@informateur.ci- L’Académie militaire Georges-Namoano (AMGN) du Burkina Faso a marqué un tournant symbolique lors de la cérémonie de sortie de sa 25e promotion des Élèves Officiers d’Active. Les 218 futurs officiers ont défilé, samedi 25 juillet, dans de nouveaux uniformes confectionnés à partir du « Cencengu », un pagne traditionnel tissé dans la région du Gulmu, à l’est du pays.
Cette initiative met en avant le patrimoine culturel burkinabè tout en valorisant le savoir-faire des artisans locaux. Les autorités ont expliqué que cette nouvelle tenue militaire constitue un hommage aux tisserands de l’Est du Burkina Faso, dont les techniques ancestrales sont reconnues pour leur qualité et leur authenticité.

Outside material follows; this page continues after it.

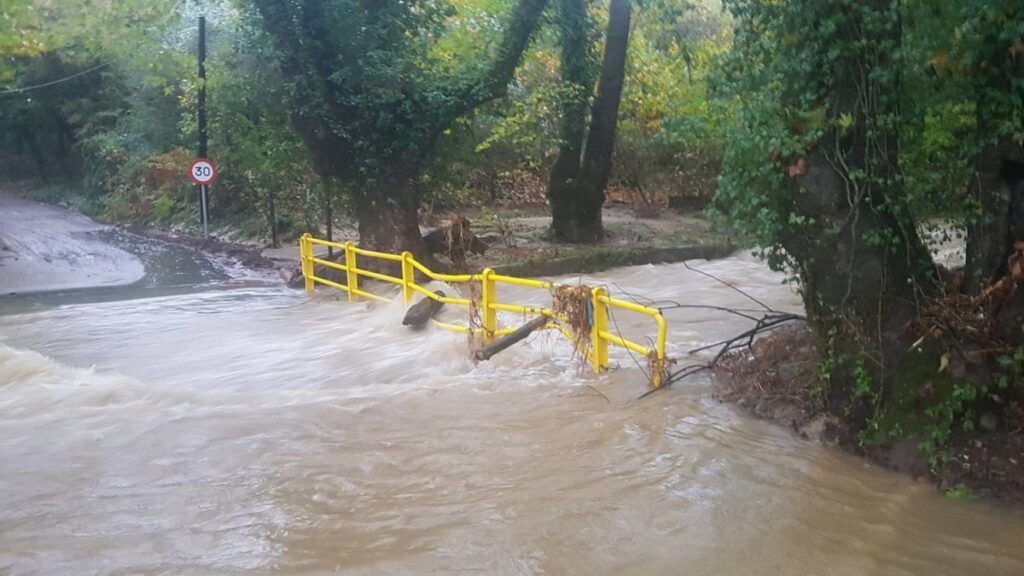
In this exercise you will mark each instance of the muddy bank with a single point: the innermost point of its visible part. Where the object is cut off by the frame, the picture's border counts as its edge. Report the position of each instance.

Au-delà de son aspect esthétique, cet uniforme traduit une volonté affirmée de promouvoir les produits locaux et de renforcer l’identité nationale au sein des forces armées. Chaque détail de la tenue a été pensé pour refléter les valeurs de discipline, de courage et d’attachement aux traditions qui caractérisent les futurs officiers.
La cérémonie de graduation, qui a réuni des autorités militaires, administratives et des familles des élèves, a également été l’occasion de célébrer l’engagement des 218 officiers appelés à intégrer les rangs des Forces armées burkinabè. Leur défilé dans ces tenues inédites a suscité un vif intérêt auprès du public, illustrant la volonté des autorités de concilier modernité militaire et héritage culturel.
Cette démarche s’inscrit dans une politique plus large de valorisation de la production nationale, encouragée par les autorités de transition. En intégrant le Cencengu à l’uniforme officiel des élèves-officiers, le Burkina Faso affirme son ambition de faire des ressources et des savoir-faire locaux un levier de développement économique et de fierté nationale.
À travers cette innovation, l’Académie militaire Georges-Namoano envoie un message fort : la défense du pays peut également passer par la promotion de son identité culturelle. Cette initiative pourrait ainsi inspirer d’autres institutions publiques à privilégier les productions locales dans leurs équipements et leurs tenues officielles.